De Getúlio a Lula: os limites e as promessas do Brasil moderno
- Rogério Baptistini Mendes

- 26 de out.
- 3 min de leitura
O Brasil moderno nasceu sob o signo de Getúlio Vargas e envelhece sob a sombra de Lula. Entre ambos, estende-se quase um século de promessas cumpridas pela metade, de avanços interrompidos e de esperanças que sobrevivem à força da resistência popular. Aos oitenta anos, Lula encarna o êxito e o limite da democracia brasileira: é símbolo de um país que venceu o autoritarismo, mas ainda não superou as amarras de suas elites.
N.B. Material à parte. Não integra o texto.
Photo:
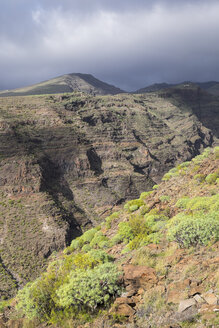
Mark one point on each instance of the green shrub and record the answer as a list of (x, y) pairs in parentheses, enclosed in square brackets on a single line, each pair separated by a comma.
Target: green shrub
[(193, 230), (200, 203), (167, 177), (110, 218), (98, 239), (133, 208), (84, 261), (182, 202), (155, 187), (216, 152), (100, 256), (144, 195), (89, 235), (91, 288), (86, 248), (125, 232), (200, 177), (198, 159), (135, 202), (211, 178), (35, 300), (164, 198)]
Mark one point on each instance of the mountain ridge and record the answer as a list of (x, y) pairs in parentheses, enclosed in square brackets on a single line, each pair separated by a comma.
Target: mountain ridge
[(66, 83)]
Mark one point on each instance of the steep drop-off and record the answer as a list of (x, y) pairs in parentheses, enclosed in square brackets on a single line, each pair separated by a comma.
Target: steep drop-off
[(153, 263), (66, 83), (67, 160)]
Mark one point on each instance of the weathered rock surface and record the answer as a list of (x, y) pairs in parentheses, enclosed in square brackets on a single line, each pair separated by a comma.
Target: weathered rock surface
[(66, 160)]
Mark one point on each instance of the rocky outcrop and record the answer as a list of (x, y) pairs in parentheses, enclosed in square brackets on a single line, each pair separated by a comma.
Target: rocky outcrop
[(66, 160)]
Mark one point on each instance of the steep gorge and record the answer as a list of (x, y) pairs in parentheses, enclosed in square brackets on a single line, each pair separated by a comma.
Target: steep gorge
[(67, 160)]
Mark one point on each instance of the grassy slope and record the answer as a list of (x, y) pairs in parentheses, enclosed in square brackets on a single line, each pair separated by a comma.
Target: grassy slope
[(65, 83), (129, 236)]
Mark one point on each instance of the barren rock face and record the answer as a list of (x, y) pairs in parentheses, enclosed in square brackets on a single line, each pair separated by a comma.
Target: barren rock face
[(67, 160)]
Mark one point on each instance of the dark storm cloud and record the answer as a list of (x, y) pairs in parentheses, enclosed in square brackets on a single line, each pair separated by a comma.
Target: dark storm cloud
[(128, 43)]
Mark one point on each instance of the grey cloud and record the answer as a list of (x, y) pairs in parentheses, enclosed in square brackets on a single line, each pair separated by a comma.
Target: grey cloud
[(127, 43)]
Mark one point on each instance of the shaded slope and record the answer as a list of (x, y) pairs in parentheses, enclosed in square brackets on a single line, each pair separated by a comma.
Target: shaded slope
[(66, 83), (166, 279), (212, 87), (66, 161)]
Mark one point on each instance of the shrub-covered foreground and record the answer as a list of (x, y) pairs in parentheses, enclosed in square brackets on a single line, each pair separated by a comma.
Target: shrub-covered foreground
[(85, 278), (74, 284)]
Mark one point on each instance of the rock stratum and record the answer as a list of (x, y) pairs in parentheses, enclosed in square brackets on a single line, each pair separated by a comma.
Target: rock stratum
[(67, 161)]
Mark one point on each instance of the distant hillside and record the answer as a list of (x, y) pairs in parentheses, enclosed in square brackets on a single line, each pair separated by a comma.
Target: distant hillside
[(211, 87), (66, 83)]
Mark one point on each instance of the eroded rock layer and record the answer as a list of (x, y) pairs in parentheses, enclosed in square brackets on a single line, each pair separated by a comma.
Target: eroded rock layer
[(66, 160)]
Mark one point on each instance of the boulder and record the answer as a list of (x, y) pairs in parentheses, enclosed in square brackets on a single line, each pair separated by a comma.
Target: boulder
[(210, 298), (123, 310), (139, 276), (185, 304)]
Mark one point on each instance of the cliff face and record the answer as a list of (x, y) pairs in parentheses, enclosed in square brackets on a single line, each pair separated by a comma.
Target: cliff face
[(66, 160)]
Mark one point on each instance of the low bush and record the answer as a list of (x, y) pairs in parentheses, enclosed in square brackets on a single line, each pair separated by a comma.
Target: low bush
[(133, 205), (212, 178), (91, 288), (193, 230)]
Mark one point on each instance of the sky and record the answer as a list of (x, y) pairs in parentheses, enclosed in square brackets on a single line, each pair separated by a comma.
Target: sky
[(128, 43)]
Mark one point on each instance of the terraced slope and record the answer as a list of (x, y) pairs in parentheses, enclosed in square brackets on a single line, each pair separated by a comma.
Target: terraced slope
[(67, 160)]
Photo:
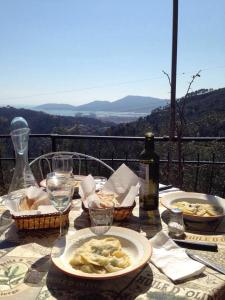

Getúlio Vargas foi o grande responsável pela construção do Brasil moderno. É certo que Juscelino Kubitschek completou a industrialização e deu forma ao espírito nacional-desenvolvimentista, mas foi o político gaúcho quem, com habilidade e senso histórico, pavimentou o caminho. Mesmo sem um projeto claro nos primeiros anos da década de 1930, Vargas assegurou a transição possível e, sobretudo, ergueu o edifício dos direitos sociais — herança que até hoje irrita as elites brasileiras. A Consolidação das Leis do Trabalho, de 1943, permanece como o símbolo maior dessa obra.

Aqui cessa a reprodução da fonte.